Use the VR Insert Filter to Composite Images into 360 VR Footage

June 18, 2018

Vin Moreale from Boris FX takes you on a quick tour of the Continuum VR Insert filter. Watch to see how you can composite images into 360/VR footage. In this video Vin is using Continuum inside of Vegas Pro. Continuum is compatible with additional hosts such as Adobe AE, Adobe Premiere Pro, and Avid.

Follow along with the transcript:

Hi, I’m Vin with Boris FX, and in this quick tutorial I’m going to show you how to use Continuum’s VR Insert to quickly and easily composite images into 360 degree VR footage inside of Vegas Pro.

Now there are two ways to achieve this effect, and with Continuum 11.0.3, it couldn’t be easier, but don’t worry if you haven’t yet upgraded, or want a little bit more customization, I’ll show you how to do that as well.

Now to begin with, I’m here in Vegas Pro 15, and I’ve added some 360 footage to my project media. I also have an image file that I’m going to insert into my footage. Now I want to make sure that I have my video footage on one track, and the image I want to insert on the track directly above it. Now, with 11.0.3, as I said this couldn’t be easier. In fact, new with 11.0.3, we find that VR Insert is now part of the regular video effects, and not just a composite effect. Now to insert my image into the footage, all I have to do is drag VR Insert right onto my image layer and… there ya go.
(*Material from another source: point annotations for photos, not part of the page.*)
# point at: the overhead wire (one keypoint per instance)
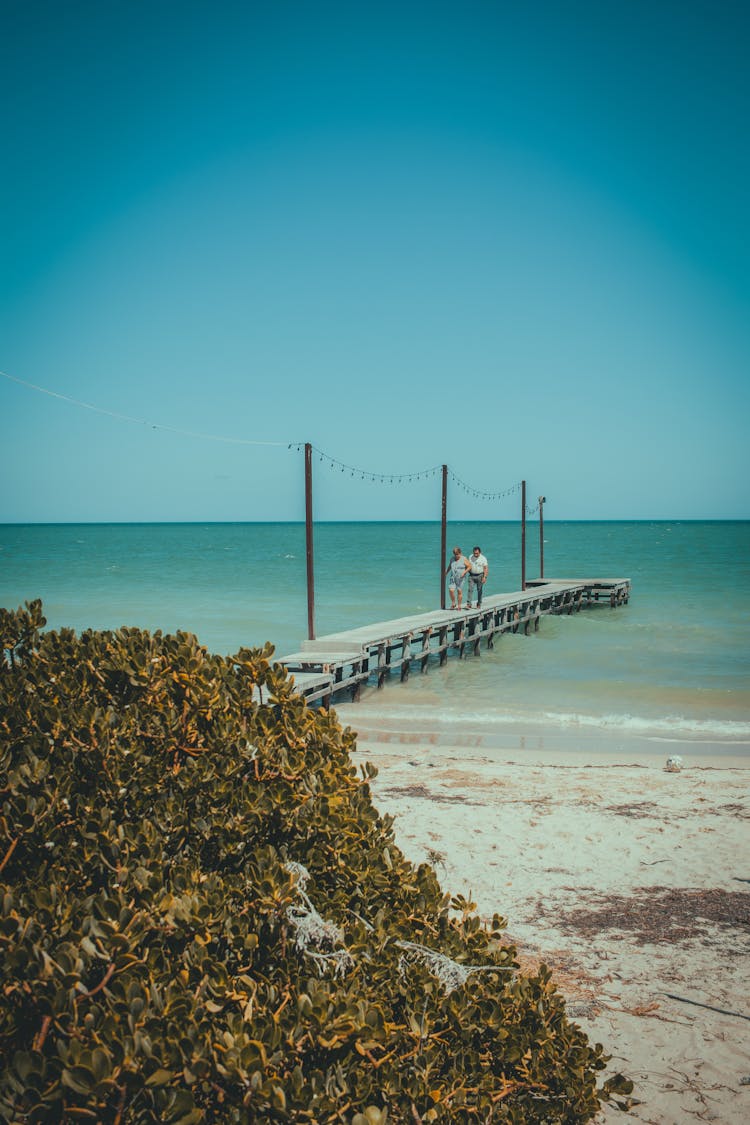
(333, 462)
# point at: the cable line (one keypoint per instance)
(128, 417)
(333, 462)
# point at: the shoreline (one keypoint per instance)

It absolutely couldn’t be easier.

Now, the one thing I notice is that options for selecting composite layers are grayed out. I can go in and adjust the positioning and orientation, but I’m limited to the clip that VR Insert resides on.

But if I want more customization options, or if I haven’t upgraded to 11.0.3, I can use the composite version of the filter.

Now what I’m going to show you here will work with any version of Continuum 11 and while there are subtle differences in the workflow depending on which version of Vegas you’re using, the principles are still the same.

To begin with, I’ve added my 360 video and my image clip to my timeline. Now unlike before I’ve placed them on the same track, but this is temporary, as I’ll be moving things around in a bit. I’ve also created a second video track at the top of my timeline.

Now the first thing I want to do is click this box over here to bring up my composite options. I’ll select Custom, which will bring up all of my composite filters. Now these are separate versions of the filters that are specifically designed to work with Vegas’ composite workflow.

From the list, I’ll select VR Insert.

Now, unlike before, I have the ability to select the input source. So, for example, if I select Source A, the filter will insert the clip that I’m currently working with. What I want to do is specify a different source. To do this, I’m going to take my clip layer, and drag the whole thing to my top track. Now it’s important that I drag the track and not the clip itself. The composite options are set for the track, so moving only the clip itself, will give me incorrect results.

Once the track is set, I’m going to drop my image onto the bottom track, edit it to fit. And then I’m going to select Source B. Vegas will now composite my image into my VR footage, allowing me to go in and adjust it’s position and orientation in 360 space.

And that’s all there is to it! Whether you have yet to upgrade, or you’ve just installed version 11.0.3 Continuum VR Insert makes it quick and easy to insert images and video into VR footage right inside of Vegas.